Michael Tidd, the headteacher of East Preston junior school in Sussex, spoke on BBC Radio 4’s
Today programme, and said that the DfE’s change seemed disingenuous. “Like many schools,
we’ve all been planning, we’ve had a legal requirement put on us since Thursday to plan for
remote learning,” he said. “The day after all those plans had to be finalised then we get told the
number of laptops we were expecting has been reduced massively.”
The Shadow schools minister Wes Streeting, said to the Guardian: “Only this incompetent
government could introduce a legal duty on schools to provide online learning for pupils isolating at
home and then cut their allocation of laptops the very next day.
“We know that many families do not have the laptops or unlimited broadband they need for their
children to be able to access lessons and resources from home.
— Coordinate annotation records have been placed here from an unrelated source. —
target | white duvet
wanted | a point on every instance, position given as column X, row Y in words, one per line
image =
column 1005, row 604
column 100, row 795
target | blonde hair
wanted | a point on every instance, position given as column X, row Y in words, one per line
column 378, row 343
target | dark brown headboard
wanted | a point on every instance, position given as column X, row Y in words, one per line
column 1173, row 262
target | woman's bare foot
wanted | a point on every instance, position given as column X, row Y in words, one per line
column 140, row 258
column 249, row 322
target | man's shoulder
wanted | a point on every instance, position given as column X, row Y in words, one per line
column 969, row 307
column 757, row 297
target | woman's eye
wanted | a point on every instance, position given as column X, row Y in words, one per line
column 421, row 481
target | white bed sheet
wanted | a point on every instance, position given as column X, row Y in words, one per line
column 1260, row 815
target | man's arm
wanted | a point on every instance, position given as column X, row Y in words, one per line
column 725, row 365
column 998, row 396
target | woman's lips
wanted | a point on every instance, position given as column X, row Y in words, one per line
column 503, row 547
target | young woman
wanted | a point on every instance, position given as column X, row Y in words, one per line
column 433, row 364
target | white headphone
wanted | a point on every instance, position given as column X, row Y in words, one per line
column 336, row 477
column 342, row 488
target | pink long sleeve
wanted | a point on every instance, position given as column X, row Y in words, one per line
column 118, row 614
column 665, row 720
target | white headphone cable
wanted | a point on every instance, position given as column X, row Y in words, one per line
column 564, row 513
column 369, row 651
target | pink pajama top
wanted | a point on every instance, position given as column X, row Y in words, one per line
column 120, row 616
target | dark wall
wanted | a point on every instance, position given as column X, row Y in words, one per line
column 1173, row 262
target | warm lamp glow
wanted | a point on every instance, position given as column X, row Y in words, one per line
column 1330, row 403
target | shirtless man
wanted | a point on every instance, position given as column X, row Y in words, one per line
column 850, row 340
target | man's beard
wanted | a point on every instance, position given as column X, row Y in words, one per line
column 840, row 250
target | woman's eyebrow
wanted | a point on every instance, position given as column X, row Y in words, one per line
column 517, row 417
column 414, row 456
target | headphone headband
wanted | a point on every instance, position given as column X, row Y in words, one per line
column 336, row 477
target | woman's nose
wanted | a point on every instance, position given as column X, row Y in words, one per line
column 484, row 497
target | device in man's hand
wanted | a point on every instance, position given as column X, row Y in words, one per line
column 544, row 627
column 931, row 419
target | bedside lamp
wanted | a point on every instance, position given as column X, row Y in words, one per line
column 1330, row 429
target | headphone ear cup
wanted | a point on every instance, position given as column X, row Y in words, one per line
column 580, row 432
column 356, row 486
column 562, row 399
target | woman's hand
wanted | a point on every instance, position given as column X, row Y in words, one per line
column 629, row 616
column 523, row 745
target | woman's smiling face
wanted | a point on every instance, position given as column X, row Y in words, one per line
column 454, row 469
“Education has been a total afterthought for this government throughout this pandemic and it’s a
disgrace. Making sure pupils are learning must be a top priority and ministers need to get their act
together to make sure schools and pupils have the laptops and internet access they need to make
sure that no child is left behind.”
A spokesperson for the DfE said to the Guardian that the allocations of laptops were being “more
effectively” targeted to the schools and areas of the country that have “greatest need”, such as
those where higher tier restrictions are in place and more children are likely to be isolating. She
said: “The scale and speed at which the department has delivered laptops and tablets to children
who need them over the past six months is unprecedented, with deliveries now set to total over
half a million by Christmas.
“As we move into half-term, and in the context of significant global demand, we’re updating our
allocation process to more accurately align orders with the number of students schools typically
have self-isolating, ensuring as many children as possible benefit from receiving a device this term.
“We have already purchased an additional 96,000 devices and continue to work closely with our
suppliers to ensure delivery despite the increased global demand.”